The decision can still be changed after it has been made until the review itself ends. An overview of the entire review process can be seen under the Access review details overview window in the Microsoft Entra admin center.

4.4. JIT Access

Continuing with the Zero Trust Architecture implementation, Just-In-Time (JIT) access is critical in a Zero Trust Architecture because it minimizes the risk of excessive or unused privileges being exploited by attackers. By granting privileged access only when needed and for a limited duration, JIT access ensures that users have the least amount of privilege necessary to perform their tasks. This reduces the potential attack surface and aligns with the Zero Trust principle of "least privilege." Implementing JIT through Azure's Privileged Identity Management (PIM) helps secure administrative tasks, prevent privilege abuse, and maintain continuous verification. Let’s prepare one of the Azure roles for JIT access, as seen in Figure 13:

The maximum duration of the activation has been set to 8 hours; the duration of the activation depends on the organization’s needs. We have also checked off the “Require justification on activation” and “Require approval to activate” for extra security.
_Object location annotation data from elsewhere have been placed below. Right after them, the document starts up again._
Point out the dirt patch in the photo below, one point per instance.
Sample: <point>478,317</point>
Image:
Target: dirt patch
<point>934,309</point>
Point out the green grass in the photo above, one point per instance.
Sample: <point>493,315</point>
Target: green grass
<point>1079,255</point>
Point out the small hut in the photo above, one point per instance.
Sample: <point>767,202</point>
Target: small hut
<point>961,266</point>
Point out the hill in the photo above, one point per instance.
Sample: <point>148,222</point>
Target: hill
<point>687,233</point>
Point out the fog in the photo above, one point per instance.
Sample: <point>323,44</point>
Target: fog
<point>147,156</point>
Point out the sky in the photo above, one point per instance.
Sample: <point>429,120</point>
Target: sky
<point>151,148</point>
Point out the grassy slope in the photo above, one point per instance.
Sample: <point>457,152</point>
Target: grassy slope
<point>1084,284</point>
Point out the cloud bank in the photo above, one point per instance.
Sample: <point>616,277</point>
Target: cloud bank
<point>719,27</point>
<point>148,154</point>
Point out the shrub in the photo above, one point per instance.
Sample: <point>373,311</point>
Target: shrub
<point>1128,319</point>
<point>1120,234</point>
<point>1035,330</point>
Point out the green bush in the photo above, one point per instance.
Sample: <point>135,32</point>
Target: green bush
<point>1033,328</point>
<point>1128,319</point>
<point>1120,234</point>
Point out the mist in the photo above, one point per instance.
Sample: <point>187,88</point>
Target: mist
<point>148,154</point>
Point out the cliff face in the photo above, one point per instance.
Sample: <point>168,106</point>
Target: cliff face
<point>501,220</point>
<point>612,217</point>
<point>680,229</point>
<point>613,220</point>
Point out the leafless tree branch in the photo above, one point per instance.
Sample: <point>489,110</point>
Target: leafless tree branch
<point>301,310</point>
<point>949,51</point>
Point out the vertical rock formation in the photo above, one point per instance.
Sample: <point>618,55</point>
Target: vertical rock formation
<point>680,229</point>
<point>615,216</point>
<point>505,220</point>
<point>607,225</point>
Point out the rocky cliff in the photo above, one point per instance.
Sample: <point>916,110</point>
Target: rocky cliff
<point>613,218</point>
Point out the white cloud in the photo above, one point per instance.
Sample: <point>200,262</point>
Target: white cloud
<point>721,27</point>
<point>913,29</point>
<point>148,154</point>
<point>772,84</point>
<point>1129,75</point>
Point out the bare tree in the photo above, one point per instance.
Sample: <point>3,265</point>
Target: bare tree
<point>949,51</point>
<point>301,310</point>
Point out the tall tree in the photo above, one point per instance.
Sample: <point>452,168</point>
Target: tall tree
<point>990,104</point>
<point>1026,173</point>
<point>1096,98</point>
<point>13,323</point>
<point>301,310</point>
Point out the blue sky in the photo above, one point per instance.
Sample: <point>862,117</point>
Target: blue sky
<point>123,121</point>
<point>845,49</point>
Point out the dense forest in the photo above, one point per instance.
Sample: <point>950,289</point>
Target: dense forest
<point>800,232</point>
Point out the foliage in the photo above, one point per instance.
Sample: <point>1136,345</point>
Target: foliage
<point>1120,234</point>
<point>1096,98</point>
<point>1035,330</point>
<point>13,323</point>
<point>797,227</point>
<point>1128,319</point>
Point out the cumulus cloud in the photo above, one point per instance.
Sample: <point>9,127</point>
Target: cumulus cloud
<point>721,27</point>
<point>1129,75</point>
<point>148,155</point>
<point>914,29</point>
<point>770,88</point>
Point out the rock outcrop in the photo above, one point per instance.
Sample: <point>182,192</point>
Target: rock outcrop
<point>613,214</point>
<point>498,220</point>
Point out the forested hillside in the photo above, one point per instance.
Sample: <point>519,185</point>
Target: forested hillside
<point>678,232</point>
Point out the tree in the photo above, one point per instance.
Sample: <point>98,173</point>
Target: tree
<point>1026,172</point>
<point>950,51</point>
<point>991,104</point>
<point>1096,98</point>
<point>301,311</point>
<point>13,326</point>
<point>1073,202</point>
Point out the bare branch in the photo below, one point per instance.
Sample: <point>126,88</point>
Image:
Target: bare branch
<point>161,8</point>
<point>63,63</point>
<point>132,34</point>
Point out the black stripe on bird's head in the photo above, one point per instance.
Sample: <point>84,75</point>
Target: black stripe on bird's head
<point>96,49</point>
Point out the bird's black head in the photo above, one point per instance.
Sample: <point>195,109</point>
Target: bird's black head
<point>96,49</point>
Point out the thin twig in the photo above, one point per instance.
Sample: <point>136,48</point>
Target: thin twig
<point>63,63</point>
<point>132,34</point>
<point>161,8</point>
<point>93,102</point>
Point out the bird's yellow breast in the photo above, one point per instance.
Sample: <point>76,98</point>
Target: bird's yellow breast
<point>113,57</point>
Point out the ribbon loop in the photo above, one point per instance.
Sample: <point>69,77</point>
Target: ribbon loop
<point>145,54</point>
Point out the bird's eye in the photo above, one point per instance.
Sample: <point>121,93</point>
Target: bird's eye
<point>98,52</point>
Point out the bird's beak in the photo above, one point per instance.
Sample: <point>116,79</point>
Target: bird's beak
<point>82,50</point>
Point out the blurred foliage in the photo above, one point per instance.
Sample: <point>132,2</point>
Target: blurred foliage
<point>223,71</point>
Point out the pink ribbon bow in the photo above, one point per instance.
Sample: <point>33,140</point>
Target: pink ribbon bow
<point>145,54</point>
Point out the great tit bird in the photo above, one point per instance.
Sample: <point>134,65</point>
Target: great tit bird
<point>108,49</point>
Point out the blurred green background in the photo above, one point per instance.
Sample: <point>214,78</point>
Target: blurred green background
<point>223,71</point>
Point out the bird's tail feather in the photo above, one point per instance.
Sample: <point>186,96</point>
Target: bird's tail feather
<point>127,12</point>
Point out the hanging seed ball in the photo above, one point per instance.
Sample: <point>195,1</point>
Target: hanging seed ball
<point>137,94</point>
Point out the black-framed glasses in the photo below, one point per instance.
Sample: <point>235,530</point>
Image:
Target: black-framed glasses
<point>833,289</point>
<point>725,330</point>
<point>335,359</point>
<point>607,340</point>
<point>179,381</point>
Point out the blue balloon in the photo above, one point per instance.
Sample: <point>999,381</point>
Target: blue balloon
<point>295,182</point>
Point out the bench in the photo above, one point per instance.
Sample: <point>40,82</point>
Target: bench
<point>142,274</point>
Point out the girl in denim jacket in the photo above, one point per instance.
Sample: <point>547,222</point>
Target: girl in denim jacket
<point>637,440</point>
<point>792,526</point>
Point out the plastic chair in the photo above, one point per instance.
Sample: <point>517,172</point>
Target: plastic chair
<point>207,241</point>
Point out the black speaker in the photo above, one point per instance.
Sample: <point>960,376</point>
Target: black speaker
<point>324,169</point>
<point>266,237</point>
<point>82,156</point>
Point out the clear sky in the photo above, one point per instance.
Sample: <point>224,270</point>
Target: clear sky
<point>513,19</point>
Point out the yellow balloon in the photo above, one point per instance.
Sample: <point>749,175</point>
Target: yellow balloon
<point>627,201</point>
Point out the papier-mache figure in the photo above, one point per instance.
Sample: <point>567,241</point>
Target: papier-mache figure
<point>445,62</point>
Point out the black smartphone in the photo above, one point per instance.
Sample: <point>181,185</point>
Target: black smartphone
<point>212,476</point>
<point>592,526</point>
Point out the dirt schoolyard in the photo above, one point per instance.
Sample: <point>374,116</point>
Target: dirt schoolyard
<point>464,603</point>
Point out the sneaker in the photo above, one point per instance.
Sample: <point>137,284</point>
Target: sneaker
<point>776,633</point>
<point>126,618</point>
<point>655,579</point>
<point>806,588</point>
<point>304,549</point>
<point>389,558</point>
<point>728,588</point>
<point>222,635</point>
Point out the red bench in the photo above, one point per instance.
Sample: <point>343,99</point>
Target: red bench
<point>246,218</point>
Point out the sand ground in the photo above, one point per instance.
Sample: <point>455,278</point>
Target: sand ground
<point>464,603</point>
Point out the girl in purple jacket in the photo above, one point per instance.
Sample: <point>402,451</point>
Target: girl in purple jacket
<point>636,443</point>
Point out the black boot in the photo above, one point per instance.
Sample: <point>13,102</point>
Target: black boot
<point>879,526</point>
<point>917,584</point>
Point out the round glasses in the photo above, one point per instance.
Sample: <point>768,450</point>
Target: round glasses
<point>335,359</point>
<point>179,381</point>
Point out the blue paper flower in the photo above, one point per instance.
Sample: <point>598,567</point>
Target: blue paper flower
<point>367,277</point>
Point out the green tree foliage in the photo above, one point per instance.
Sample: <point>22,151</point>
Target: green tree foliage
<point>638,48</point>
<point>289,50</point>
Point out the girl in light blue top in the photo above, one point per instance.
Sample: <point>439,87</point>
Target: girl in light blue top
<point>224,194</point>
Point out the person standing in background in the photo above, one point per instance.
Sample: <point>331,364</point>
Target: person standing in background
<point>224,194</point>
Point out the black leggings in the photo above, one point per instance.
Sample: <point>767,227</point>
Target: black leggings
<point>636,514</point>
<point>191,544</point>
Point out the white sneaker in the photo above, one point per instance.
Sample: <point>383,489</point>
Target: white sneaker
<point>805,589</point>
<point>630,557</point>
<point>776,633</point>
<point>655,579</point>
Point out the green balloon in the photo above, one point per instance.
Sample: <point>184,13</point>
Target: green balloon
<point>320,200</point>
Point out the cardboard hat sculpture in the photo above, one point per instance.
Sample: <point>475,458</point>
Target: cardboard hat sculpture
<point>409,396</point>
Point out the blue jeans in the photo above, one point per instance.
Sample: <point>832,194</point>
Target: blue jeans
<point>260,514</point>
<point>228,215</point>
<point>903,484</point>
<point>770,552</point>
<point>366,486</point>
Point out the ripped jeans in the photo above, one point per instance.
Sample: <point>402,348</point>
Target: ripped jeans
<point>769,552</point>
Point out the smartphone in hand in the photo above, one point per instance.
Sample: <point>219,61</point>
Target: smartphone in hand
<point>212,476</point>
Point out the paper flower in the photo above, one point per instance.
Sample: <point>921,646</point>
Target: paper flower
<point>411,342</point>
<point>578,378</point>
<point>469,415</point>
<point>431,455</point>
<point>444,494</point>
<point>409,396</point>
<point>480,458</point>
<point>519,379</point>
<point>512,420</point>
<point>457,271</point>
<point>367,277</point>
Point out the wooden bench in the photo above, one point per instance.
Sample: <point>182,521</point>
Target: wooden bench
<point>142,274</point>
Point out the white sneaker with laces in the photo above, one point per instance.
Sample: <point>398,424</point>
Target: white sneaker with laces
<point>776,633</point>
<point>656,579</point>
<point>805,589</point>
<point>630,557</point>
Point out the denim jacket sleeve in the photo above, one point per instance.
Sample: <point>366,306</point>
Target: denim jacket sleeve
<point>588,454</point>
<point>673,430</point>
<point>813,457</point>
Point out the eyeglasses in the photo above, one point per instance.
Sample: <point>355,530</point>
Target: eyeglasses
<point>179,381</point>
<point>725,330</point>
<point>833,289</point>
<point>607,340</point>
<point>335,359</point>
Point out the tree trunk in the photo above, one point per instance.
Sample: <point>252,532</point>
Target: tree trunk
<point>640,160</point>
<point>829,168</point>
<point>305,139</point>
After configuring some of the settings, we can continue to add the assignment to our test user, as shown in Figure 14:

We can view all added assignments through the Assignments tab for the particular role, where we can also remove, update, or extend them.

4.5. Application of Azure ZTA on Azure Networking

Besides achieving Zero Trust in identity management, it is also important to protect network resources. Achieving Zero Trust with network security in Azure is crucial because it ensures comprehensive protection across all layers of your cloud environment. This approach reduces the attack surface and helps prevent breaches by ensuring that every network transaction is authenticated and authorized. We can do this on any existing or new Azure virtual network by going to the “Security” configuration tab, as can be seen in Figure 15:

The “AzureFirewallManagementSubnet” is the subnet used for firewall management traffic. It separates the management plane traffic, such as logging, monitoring, and configuration changes, from the data plane traffic for better security and compliance. Therefore, if we create a Virtual Machine and put it in one of those subnets, it will mix VM workloads with firewall operations, which can compromise network security and the firewall's performance.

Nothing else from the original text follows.